Carnegie Mellon Lecture 8 Software Pipelining I. Introduction II. Problem Formulation III. Algorithm Reading: Chapter 10.5 – 10.6 M. LamCS243: Software.

Slides:



Advertisements
Similar presentations
Lecture 7 March 1, 11 discuss HW 2, Problem 3
Advertisements

CALTECH CS137 Fall DeHon 1 CS137: Electronic Design Automation Day 19: November 21, 2005 Scheduling Introduction.
ECE 667 Synthesis and Verification of Digital Circuits
Architecture-dependent optimizations Functional units, delay slots and dependency analysis.
Carnegie Mellon Lecture 7 Instruction Scheduling I. Basic Block Scheduling II.Global Scheduling (for Non-Numeric Code) Reading: Chapter 10.3 – 10.4 M.
1 Lecture 5: Static ILP Basics Topics: loop unrolling, VLIW (Sections 2.1 – 2.2)
1 CS 201 Compiler Construction Machine Code Generation.
1 Lecture: Static ILP Topics: compiler scheduling, loop unrolling, software pipelining (Sections C.5, 3.2)
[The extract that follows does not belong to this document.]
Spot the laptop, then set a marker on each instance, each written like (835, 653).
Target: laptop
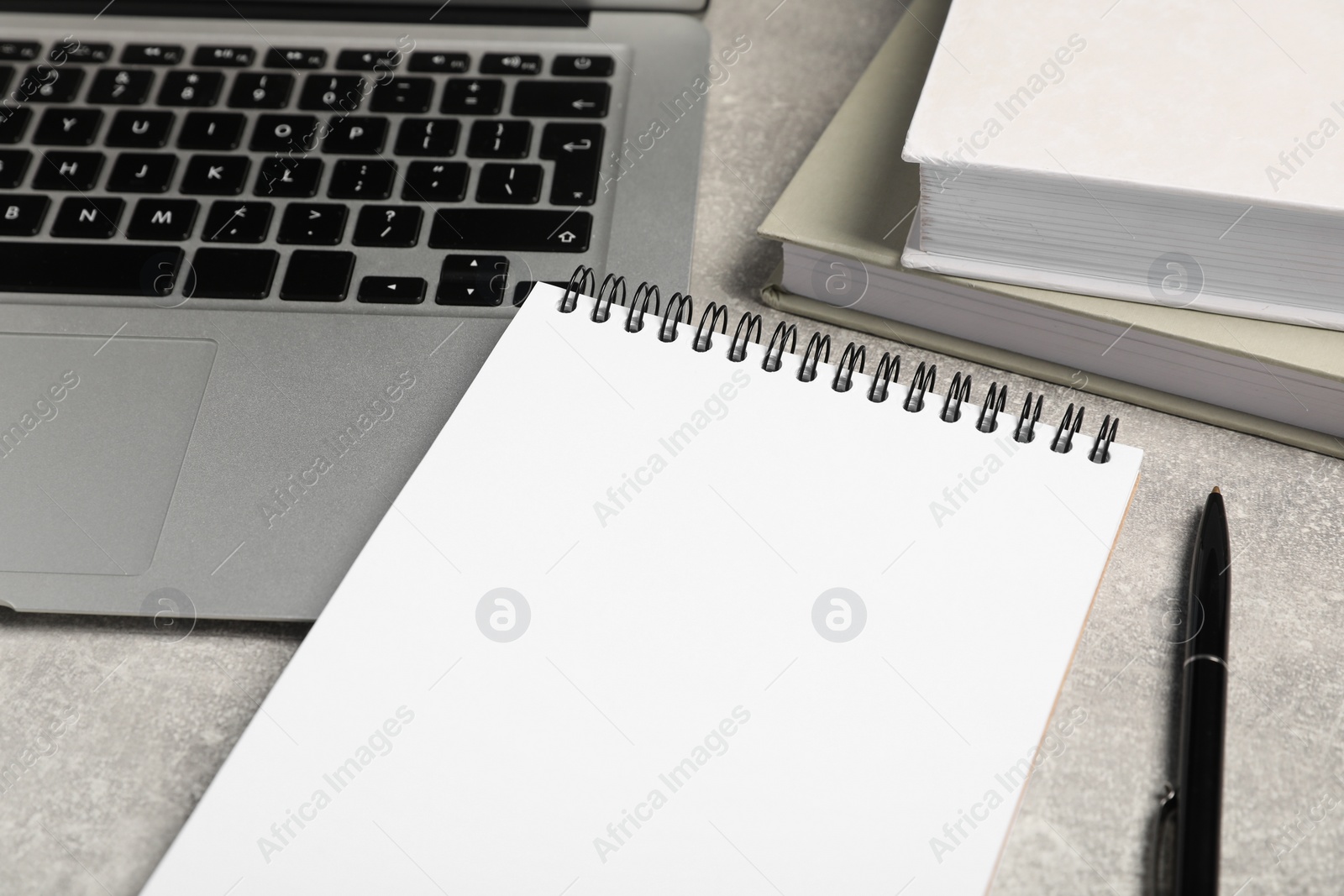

EECC551 - Shaaban #1 Fall 2003 lec# Pipelining and Exploiting Instruction-Level Parallelism (ILP) Pipelining increases performance by overlapping.
1 Advanced Computer Architecture Limits to ILP Lecture 3.
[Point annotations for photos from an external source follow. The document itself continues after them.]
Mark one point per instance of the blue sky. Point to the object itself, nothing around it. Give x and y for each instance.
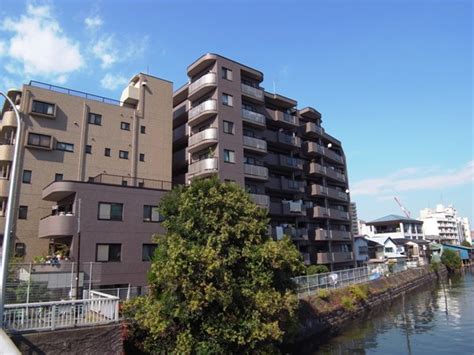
(393, 79)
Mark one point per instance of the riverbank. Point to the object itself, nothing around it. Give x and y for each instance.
(326, 313)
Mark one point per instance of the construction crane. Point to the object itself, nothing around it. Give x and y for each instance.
(407, 213)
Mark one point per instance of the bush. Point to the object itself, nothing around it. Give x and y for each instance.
(316, 269)
(323, 294)
(347, 303)
(451, 260)
(360, 292)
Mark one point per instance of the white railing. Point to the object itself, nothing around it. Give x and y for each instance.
(98, 308)
(251, 91)
(206, 135)
(209, 105)
(253, 116)
(208, 79)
Stanford University CS243 Winter 2006 Wei Li 1 Register Allocation.
1 Lecture 10: Static ILP Basics Topics: loop unrolling, static branch prediction, VLIW (Sections 4.1 – 4.4)
Introduction to Algorithms
9. Code Scheduling for ILP-Processors TECH Computer Science {Software! compilers optimizing code for ILP-processors, including VLIW} 9.1 Introduction 9.2.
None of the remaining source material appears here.